A seminal work from Andy Warhol’s controversial Death and Disaster series will lead Christie’s marquee 20th-century art evening sale on 12 May. The monumental Big Electric Chair (1967-68), with its pink-tinted surface bearing the stark silhouette of Sing Sing’s execution chamber, carries a confidential estimate understood to be around $30 million – a figure that could establish a new benchmark for this series.
The painting’s impeccable provenance traces to visionary Belgian collectors Roger Matthys and Hilda Colle, who acquired it following its 1968 debut in Warhol’s career-defining Stockholm retrospective at Moderna Museet. As pioneering supporters of avant-garde art in postwar Europe, the neuropsychiatrist and his wife assembled what Christie’s specialist Peter van der Graaf describes as “one of the most intellectually rigorous collections of its generation,” with particular strength in American Pop and European conceptual art.
This particular electric chair stands apart within Warhol’s sequence of fourteen variations, measuring six feet across, unlike the multicoloured versions that fetched $ 20.4 million at Sotheby’s.
This example presents the lethal apparatus in uncompromising black against an atmospheric monochrome ground – a visual distillation of what Warhol termed “the nothingness behind everything.”
The work’s exhibition history reveals its conceptual depth. Shown in Pontus Hultén’s groundbreaking Stockholm survey that explored Warhol’s obsession with seriality – displayed alongside Marilyn multiples, Brillo boxes, and Empire State Building film loops – it exemplifies what scholar Natalie Dupêcher identifies as Warhol’s paradox: “The force of repetition rendered the scenes at once banal and more emphatically traumatic.”

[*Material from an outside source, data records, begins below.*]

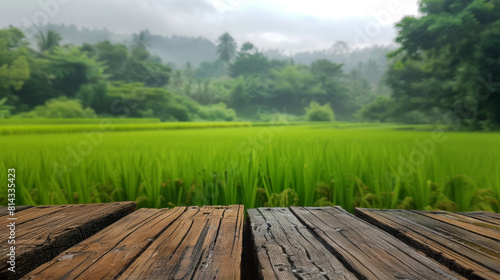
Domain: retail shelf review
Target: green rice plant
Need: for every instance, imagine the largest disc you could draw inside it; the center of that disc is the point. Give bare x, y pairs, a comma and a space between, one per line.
108, 125
40, 121
159, 165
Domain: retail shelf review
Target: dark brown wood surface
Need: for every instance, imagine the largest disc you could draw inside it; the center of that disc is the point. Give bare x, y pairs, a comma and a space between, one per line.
4, 210
179, 243
45, 231
370, 252
286, 249
468, 245
282, 243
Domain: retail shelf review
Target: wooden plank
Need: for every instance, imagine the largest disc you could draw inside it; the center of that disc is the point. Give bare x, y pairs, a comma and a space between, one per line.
371, 252
468, 223
492, 218
286, 249
204, 243
4, 210
44, 232
469, 253
107, 253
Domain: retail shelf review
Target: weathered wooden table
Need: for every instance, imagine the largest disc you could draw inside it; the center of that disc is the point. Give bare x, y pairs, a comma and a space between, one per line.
112, 241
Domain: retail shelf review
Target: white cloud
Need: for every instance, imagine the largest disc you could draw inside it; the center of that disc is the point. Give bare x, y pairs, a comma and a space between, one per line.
279, 24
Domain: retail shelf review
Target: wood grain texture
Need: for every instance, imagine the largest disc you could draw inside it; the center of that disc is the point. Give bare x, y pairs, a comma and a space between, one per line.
45, 231
492, 218
465, 244
371, 252
107, 253
4, 210
204, 243
286, 249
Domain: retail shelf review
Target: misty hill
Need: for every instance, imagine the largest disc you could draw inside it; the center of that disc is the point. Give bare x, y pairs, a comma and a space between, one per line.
179, 50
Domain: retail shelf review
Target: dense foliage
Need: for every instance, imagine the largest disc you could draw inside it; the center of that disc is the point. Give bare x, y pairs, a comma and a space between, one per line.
120, 80
448, 66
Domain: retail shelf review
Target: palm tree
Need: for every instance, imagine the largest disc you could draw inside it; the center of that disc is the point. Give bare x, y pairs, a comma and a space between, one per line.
4, 108
226, 47
142, 40
49, 41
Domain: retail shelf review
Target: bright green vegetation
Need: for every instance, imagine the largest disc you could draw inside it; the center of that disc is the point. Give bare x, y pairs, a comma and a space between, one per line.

As auction houses navigate post-pandemic economic headwinds – the recent UBS/Art Basel report noted a 20% contraction in auction values last year – this consignment tests the resilience of the blue-chip market. At the same time, Warhol’s auction zenith remains the $195 million “Shot Sage Blue Marilyn”; his darker meditations on mortality are commanding increasing critical and commercial attention.
Christie’s chairman, Alex Rotter, positions the work as “the ultimate modern still life,” connecting Warhol’s mechanised imagery to art historical traditions from Dutch vanitas painting to Cézanne. This thematic richness, combined with its exhibition pedigree and the Matthys-Colle collection’s prestige, makes it a bellwether for the spring season.
The sale also represents a full-circle moment for the painting, which had spent years on loan at Ghent’s SMAK museum – an institution that Matthys championed in its founding in 1957. The painting will go under the hammer at Rockefeller Centre; all eyes will be on whether this charged symbol of America’s complex relationship with justice can jolt the market back to life.